Quick Vegan Corn Chowder
4 large potatoes (about 2 lbs), peeled and diced in 1/2 inch cubes
3 carrots, peeled and chopped
2 celery stalks, chopped
1 large onion, chopped
olive oil for sauteeing
1 Tbs veggie broth powder
1/8 tsp cayenne
1 heaping Tbs salt (I use Adobo Seasoning Salt which adds a slight yellow color and garlic flavor)
generous pinch each of: rosemary, sage and marjoram
2 generous pinches thyme
4 C water
2 C corn kernals
2 C nondairy creamer
1 Tbs non-dairy margerine like Earth Balance
Saute the onions, carrots, celery and potatoes in olive oil until onions are transparent and veggies are starting to soften. Add cayenne, salt, rosemary, sage, marjoram and thyme and saute for another minute. Add the broth powder, then pour in the water and stir well. Simmer for 15 minutes until all the veggies are very tender.

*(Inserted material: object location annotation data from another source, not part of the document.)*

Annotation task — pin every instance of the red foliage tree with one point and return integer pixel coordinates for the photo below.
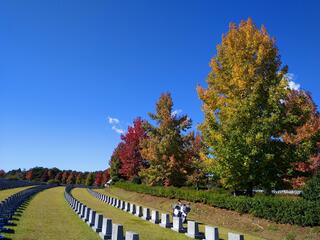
(71, 178)
(306, 133)
(130, 156)
(98, 179)
(105, 176)
(29, 175)
(64, 177)
(45, 176)
(58, 176)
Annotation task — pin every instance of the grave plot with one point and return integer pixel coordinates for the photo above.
(8, 192)
(12, 206)
(99, 224)
(146, 229)
(164, 205)
(49, 217)
(192, 229)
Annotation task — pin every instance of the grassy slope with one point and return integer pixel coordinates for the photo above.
(8, 192)
(146, 230)
(48, 217)
(225, 219)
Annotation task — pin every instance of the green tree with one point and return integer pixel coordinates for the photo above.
(166, 147)
(90, 179)
(245, 111)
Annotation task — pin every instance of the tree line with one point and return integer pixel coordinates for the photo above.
(55, 175)
(257, 131)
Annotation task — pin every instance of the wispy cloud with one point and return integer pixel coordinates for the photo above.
(176, 112)
(114, 122)
(117, 130)
(291, 81)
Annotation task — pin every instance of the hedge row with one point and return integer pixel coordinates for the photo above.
(299, 211)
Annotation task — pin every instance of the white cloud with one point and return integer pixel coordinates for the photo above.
(112, 120)
(176, 112)
(118, 130)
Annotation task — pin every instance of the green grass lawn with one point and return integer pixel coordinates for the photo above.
(8, 192)
(48, 217)
(146, 230)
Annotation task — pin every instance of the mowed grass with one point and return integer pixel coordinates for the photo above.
(146, 229)
(8, 192)
(164, 206)
(48, 217)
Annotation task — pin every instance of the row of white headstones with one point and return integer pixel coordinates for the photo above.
(192, 230)
(100, 224)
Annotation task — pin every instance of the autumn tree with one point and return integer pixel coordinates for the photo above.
(71, 178)
(90, 179)
(58, 177)
(45, 176)
(195, 165)
(79, 178)
(304, 135)
(29, 175)
(244, 110)
(166, 145)
(130, 156)
(98, 179)
(105, 176)
(64, 177)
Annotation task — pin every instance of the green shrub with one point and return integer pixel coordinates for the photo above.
(136, 180)
(282, 210)
(312, 189)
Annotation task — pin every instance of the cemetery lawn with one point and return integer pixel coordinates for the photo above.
(47, 216)
(8, 192)
(228, 221)
(146, 230)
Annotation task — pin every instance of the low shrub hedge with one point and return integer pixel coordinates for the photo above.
(298, 211)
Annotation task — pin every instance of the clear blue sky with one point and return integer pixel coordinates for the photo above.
(66, 66)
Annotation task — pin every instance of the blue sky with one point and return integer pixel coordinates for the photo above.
(66, 66)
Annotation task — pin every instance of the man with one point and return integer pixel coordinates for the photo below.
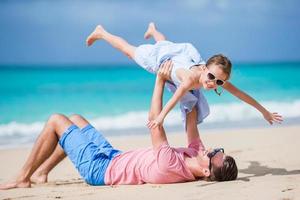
(100, 164)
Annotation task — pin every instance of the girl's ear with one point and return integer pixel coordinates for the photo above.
(206, 172)
(203, 67)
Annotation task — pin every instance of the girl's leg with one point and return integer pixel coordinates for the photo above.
(115, 41)
(42, 149)
(152, 32)
(41, 174)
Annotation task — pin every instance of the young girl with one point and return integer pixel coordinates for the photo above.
(189, 72)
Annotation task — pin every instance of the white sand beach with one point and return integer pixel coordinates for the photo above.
(267, 158)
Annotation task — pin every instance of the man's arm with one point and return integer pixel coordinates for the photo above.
(270, 117)
(158, 134)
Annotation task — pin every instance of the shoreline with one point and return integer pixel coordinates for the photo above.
(267, 169)
(207, 127)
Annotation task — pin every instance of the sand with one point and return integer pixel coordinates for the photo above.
(268, 160)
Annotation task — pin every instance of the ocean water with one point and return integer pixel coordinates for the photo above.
(116, 98)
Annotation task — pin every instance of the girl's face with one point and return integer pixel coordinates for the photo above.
(213, 77)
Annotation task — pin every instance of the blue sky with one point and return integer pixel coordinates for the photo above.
(54, 32)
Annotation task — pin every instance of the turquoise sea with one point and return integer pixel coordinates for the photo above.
(117, 97)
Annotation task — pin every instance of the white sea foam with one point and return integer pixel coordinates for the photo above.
(231, 112)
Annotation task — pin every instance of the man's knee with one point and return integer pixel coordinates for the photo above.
(78, 120)
(56, 117)
(75, 117)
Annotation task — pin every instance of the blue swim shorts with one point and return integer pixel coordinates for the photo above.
(89, 151)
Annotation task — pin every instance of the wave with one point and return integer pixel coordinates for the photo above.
(226, 112)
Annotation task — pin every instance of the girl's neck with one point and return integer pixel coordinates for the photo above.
(198, 71)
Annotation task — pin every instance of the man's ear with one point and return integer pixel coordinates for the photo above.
(206, 172)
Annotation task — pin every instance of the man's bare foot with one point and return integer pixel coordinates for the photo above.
(150, 30)
(97, 34)
(39, 178)
(11, 185)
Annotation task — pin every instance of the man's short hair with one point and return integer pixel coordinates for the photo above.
(227, 172)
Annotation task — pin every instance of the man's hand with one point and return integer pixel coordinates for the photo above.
(155, 123)
(272, 117)
(165, 70)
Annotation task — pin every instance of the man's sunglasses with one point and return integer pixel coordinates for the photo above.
(212, 77)
(211, 154)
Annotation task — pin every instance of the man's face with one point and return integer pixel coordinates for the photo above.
(210, 159)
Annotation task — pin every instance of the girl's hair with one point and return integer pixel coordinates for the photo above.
(222, 61)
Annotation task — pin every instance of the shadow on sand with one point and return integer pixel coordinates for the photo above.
(257, 170)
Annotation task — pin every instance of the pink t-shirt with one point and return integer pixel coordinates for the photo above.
(162, 165)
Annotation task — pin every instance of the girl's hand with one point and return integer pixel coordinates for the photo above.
(165, 70)
(272, 117)
(155, 123)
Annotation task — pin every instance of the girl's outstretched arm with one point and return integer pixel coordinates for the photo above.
(270, 117)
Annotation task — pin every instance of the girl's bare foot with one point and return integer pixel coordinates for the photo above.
(97, 34)
(39, 178)
(150, 30)
(16, 184)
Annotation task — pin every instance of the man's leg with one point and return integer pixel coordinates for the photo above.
(152, 32)
(115, 41)
(42, 149)
(41, 174)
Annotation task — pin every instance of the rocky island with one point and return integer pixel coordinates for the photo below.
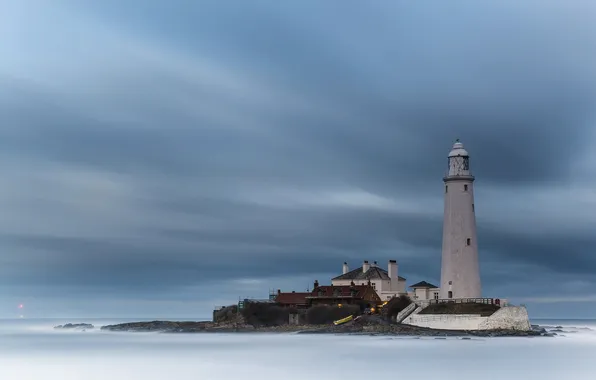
(268, 318)
(366, 325)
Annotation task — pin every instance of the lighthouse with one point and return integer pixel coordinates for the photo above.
(460, 272)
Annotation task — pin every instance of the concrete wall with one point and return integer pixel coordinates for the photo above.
(448, 321)
(509, 317)
(506, 318)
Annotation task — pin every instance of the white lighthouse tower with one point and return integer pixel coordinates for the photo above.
(460, 273)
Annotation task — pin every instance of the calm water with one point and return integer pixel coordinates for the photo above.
(31, 349)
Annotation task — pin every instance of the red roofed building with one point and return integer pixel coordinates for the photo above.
(293, 299)
(343, 294)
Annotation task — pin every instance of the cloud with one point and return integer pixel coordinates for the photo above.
(172, 151)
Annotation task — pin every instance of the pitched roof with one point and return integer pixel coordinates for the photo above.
(373, 273)
(292, 298)
(340, 291)
(424, 284)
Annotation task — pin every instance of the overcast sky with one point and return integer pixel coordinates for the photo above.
(159, 158)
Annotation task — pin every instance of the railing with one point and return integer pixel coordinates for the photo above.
(405, 312)
(487, 301)
(446, 317)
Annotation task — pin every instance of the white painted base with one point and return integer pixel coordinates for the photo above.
(506, 318)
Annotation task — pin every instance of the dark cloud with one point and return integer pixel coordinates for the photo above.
(183, 148)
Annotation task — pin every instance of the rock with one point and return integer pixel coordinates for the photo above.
(366, 325)
(75, 326)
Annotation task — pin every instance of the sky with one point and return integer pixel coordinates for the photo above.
(160, 158)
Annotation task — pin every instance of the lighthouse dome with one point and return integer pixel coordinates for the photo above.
(458, 150)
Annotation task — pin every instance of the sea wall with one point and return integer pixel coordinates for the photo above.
(506, 318)
(447, 321)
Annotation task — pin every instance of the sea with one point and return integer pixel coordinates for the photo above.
(33, 349)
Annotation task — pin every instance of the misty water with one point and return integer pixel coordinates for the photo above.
(32, 349)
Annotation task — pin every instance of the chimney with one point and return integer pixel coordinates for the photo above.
(392, 272)
(392, 269)
(365, 266)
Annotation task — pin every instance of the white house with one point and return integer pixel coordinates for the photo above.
(424, 291)
(386, 282)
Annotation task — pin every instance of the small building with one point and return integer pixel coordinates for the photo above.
(292, 299)
(386, 283)
(424, 291)
(343, 295)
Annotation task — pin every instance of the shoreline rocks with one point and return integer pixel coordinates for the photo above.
(364, 326)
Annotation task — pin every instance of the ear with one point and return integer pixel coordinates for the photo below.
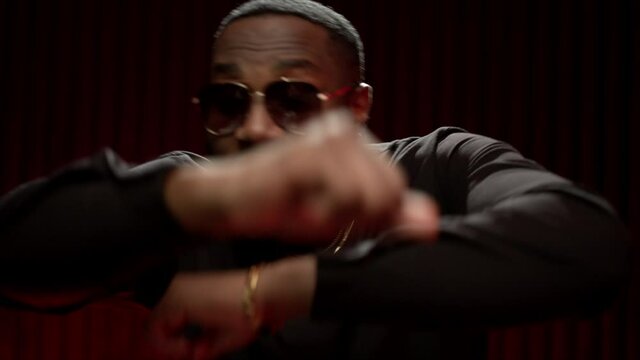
(361, 101)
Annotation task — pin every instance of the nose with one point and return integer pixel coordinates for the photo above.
(258, 126)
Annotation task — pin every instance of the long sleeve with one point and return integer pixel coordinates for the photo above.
(517, 243)
(97, 224)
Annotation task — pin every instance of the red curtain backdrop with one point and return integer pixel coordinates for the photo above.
(557, 79)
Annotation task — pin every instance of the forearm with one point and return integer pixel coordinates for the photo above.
(503, 266)
(91, 228)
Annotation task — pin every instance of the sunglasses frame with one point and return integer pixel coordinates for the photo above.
(235, 124)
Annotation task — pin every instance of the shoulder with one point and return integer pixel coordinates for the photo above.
(443, 142)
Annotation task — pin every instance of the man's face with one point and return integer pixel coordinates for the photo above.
(257, 51)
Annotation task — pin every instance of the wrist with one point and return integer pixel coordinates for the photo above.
(286, 290)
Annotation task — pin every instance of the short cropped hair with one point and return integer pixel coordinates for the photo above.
(340, 29)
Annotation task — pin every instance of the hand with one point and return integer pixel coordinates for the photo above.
(300, 187)
(212, 303)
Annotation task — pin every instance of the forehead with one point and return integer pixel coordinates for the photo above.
(274, 45)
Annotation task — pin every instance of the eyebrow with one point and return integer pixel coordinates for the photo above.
(225, 69)
(296, 64)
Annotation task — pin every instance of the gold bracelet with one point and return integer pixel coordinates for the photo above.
(249, 296)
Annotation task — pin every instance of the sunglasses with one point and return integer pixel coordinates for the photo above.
(290, 103)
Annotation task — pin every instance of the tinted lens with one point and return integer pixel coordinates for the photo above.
(224, 106)
(291, 104)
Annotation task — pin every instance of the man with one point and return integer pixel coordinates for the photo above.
(515, 242)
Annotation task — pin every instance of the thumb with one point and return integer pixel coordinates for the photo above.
(419, 217)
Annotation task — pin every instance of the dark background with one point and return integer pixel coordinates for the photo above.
(557, 79)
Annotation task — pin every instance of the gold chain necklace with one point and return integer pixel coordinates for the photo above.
(341, 238)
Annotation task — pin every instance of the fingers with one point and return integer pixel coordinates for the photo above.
(299, 188)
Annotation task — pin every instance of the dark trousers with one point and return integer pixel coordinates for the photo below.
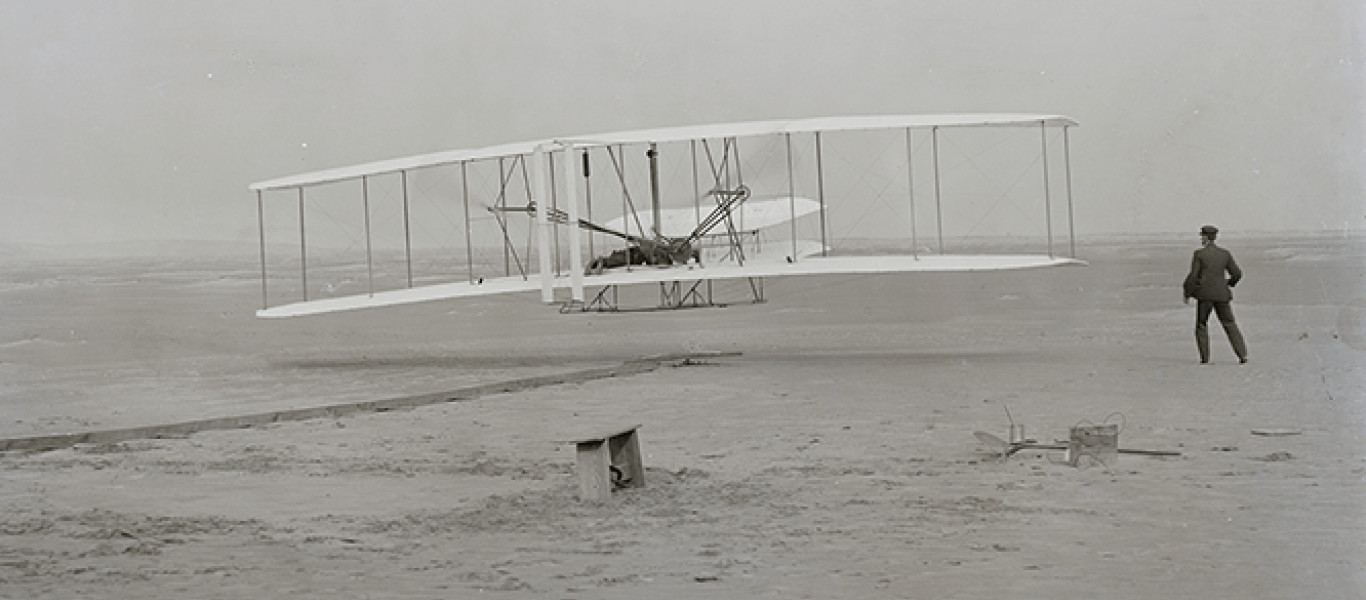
(1225, 317)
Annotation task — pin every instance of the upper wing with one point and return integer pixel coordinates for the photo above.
(772, 267)
(664, 134)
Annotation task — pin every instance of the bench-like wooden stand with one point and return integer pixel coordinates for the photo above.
(600, 454)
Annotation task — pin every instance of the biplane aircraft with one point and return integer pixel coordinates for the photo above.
(691, 209)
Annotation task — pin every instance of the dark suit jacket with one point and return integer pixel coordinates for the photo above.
(1206, 278)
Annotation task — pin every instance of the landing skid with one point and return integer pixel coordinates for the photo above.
(672, 295)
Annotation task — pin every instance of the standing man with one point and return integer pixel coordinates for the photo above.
(1212, 291)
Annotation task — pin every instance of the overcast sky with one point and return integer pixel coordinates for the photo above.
(138, 120)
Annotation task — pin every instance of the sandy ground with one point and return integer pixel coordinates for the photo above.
(833, 457)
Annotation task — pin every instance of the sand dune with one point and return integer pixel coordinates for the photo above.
(832, 455)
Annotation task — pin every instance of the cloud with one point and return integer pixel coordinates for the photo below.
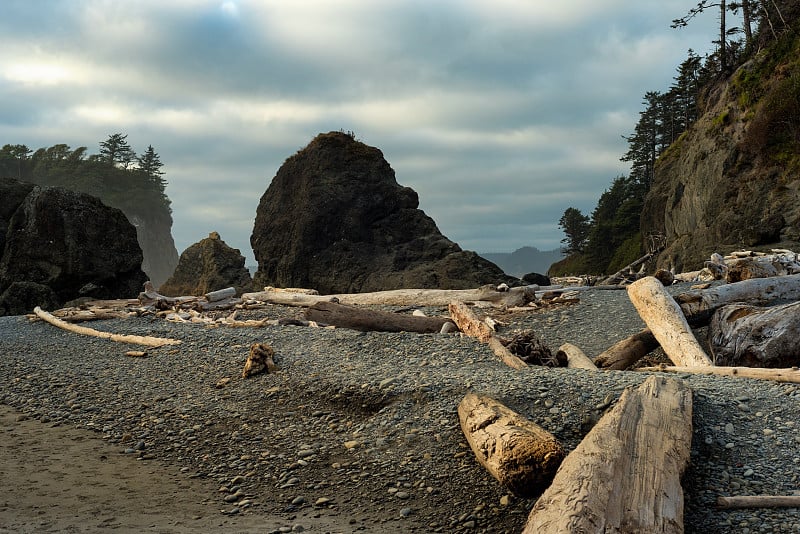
(500, 115)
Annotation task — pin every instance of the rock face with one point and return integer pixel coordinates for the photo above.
(207, 266)
(335, 219)
(731, 180)
(153, 230)
(69, 243)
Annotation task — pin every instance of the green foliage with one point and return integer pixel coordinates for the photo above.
(576, 227)
(137, 191)
(628, 251)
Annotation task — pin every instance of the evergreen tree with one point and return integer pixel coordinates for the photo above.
(116, 150)
(150, 164)
(576, 227)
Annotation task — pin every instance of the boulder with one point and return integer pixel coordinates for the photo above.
(71, 243)
(335, 219)
(13, 193)
(207, 266)
(22, 297)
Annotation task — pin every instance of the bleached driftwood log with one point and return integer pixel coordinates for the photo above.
(778, 375)
(469, 323)
(754, 336)
(625, 474)
(516, 296)
(699, 305)
(372, 320)
(576, 359)
(123, 338)
(220, 294)
(759, 501)
(520, 454)
(665, 319)
(628, 351)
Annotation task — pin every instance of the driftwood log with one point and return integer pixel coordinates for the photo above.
(469, 323)
(625, 474)
(520, 454)
(628, 351)
(666, 320)
(516, 296)
(699, 305)
(752, 336)
(372, 320)
(777, 375)
(576, 358)
(122, 338)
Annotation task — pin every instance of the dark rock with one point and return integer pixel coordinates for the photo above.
(207, 266)
(153, 231)
(12, 194)
(335, 219)
(73, 244)
(22, 297)
(536, 278)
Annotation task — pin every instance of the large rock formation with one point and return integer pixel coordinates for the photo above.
(60, 245)
(335, 219)
(731, 181)
(154, 233)
(207, 266)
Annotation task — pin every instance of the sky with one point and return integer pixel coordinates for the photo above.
(501, 114)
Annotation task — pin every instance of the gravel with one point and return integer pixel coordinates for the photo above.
(364, 425)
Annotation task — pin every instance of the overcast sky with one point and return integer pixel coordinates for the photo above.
(501, 114)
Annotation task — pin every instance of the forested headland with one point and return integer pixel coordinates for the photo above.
(610, 237)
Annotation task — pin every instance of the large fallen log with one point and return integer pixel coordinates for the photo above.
(665, 319)
(516, 296)
(625, 474)
(576, 358)
(123, 338)
(699, 305)
(520, 454)
(372, 320)
(469, 323)
(752, 336)
(778, 375)
(628, 351)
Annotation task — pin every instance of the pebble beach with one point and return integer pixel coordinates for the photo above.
(358, 431)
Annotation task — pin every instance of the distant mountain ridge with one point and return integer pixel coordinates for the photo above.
(524, 260)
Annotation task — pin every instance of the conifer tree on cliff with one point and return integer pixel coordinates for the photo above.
(116, 150)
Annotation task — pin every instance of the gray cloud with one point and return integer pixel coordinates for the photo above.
(500, 115)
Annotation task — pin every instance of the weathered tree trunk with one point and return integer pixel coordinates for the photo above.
(123, 338)
(628, 351)
(520, 454)
(778, 375)
(665, 319)
(699, 305)
(372, 320)
(576, 359)
(752, 336)
(516, 296)
(625, 474)
(220, 294)
(469, 323)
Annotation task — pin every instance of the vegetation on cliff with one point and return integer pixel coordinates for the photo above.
(762, 67)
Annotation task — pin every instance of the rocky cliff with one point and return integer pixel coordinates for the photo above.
(733, 179)
(335, 219)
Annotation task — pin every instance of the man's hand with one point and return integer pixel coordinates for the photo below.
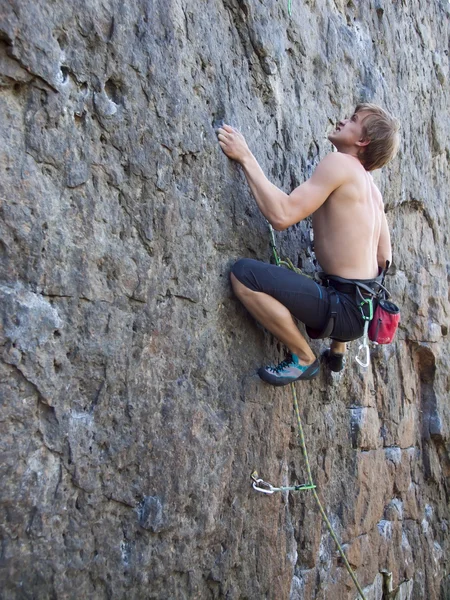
(233, 143)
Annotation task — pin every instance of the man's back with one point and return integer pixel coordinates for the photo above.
(347, 225)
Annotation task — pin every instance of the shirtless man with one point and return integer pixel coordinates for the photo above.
(351, 241)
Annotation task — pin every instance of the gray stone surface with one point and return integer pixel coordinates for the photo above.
(131, 415)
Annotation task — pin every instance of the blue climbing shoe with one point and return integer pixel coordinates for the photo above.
(288, 371)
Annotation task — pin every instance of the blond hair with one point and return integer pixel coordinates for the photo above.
(381, 129)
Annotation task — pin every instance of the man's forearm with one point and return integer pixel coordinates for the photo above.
(268, 197)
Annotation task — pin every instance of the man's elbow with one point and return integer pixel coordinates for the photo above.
(282, 222)
(278, 224)
(384, 257)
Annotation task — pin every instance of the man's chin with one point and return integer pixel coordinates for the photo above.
(332, 137)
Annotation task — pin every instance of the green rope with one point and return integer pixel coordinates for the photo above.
(288, 263)
(316, 497)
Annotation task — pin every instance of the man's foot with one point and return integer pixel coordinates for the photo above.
(335, 360)
(289, 370)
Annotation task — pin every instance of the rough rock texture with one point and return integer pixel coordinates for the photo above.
(131, 416)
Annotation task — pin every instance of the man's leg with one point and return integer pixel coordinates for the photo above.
(276, 318)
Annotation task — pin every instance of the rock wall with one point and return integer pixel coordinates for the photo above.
(131, 414)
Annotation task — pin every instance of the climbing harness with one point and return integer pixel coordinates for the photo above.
(266, 488)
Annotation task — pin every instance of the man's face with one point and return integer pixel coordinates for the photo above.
(349, 131)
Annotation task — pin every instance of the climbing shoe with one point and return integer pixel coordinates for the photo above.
(289, 370)
(336, 362)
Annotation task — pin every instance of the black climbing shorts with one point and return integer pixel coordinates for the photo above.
(306, 300)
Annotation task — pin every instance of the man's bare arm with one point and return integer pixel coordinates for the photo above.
(280, 209)
(384, 250)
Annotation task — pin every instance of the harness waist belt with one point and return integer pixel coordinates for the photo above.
(370, 287)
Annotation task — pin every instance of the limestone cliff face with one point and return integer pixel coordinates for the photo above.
(131, 414)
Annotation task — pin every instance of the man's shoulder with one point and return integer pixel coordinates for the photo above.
(338, 167)
(340, 158)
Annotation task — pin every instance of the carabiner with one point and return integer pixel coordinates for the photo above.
(363, 346)
(268, 490)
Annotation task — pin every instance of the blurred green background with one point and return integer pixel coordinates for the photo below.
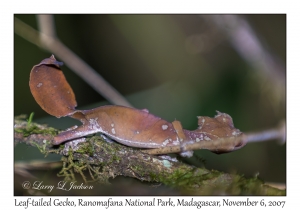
(178, 67)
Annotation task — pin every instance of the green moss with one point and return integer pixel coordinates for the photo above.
(34, 129)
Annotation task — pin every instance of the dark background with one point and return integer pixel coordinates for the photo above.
(178, 67)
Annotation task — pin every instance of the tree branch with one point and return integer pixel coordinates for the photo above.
(105, 160)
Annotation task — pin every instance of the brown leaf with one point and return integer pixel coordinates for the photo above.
(50, 88)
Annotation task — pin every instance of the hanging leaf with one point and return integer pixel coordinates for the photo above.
(50, 88)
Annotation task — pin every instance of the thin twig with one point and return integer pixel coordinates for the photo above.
(225, 144)
(71, 60)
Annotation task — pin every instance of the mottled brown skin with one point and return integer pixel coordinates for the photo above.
(50, 88)
(128, 126)
(139, 128)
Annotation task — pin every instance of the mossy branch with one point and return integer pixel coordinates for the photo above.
(104, 160)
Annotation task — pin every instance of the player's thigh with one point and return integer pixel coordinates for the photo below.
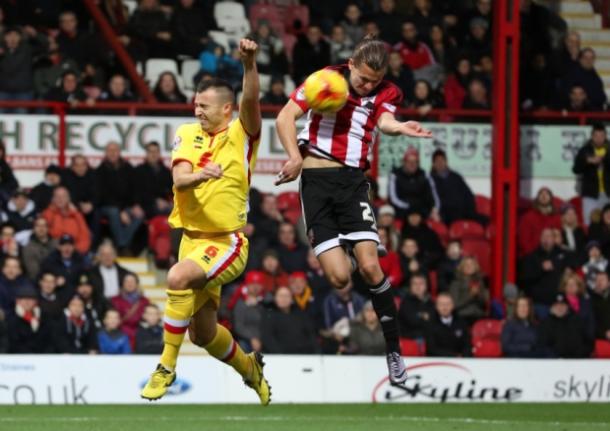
(202, 328)
(336, 267)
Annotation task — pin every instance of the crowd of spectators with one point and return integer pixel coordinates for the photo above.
(440, 52)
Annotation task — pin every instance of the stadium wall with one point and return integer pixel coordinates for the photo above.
(47, 379)
(546, 156)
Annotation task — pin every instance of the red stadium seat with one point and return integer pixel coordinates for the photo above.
(487, 329)
(466, 229)
(441, 230)
(288, 201)
(481, 250)
(294, 13)
(410, 347)
(602, 349)
(483, 204)
(487, 349)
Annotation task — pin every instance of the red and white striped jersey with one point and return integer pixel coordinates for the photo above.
(346, 135)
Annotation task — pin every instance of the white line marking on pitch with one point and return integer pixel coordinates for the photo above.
(301, 418)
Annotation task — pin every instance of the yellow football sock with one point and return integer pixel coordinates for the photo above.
(178, 312)
(224, 348)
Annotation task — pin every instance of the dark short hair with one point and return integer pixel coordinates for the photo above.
(216, 83)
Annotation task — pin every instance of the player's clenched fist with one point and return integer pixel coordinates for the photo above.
(210, 171)
(247, 49)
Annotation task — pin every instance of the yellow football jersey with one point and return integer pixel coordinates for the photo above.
(216, 205)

Use a potato masher or a hand-held immersion blender to puree the veggies, giving the soup more body. I prefer to use the potato masher because it leaves a white colored soup with little orange and pale green flecks which is so pretty! Pour in the creamer and the corn, and heat until the corn and soup are piping hot. Adjust seasonings. Serve with a little shaving of margerine on top for added richness.
Yum!
Chowders lend themselves to endless variations in spicing and ingredients, but sometimes its nice to chow down on a plain old New England classic like corn chowder.
1 comment:
This sounds soooo yummy - what kind of non-dairy creamer do you use, though? I think of it as such a coffee thing.
It sounds like it'd be good even without creamer, though!
I'll have to spend some time on your blog - we're Orthodox, but I babysit a girl who isn't, and need plenty of recipes that are good enough you won't miss the meat.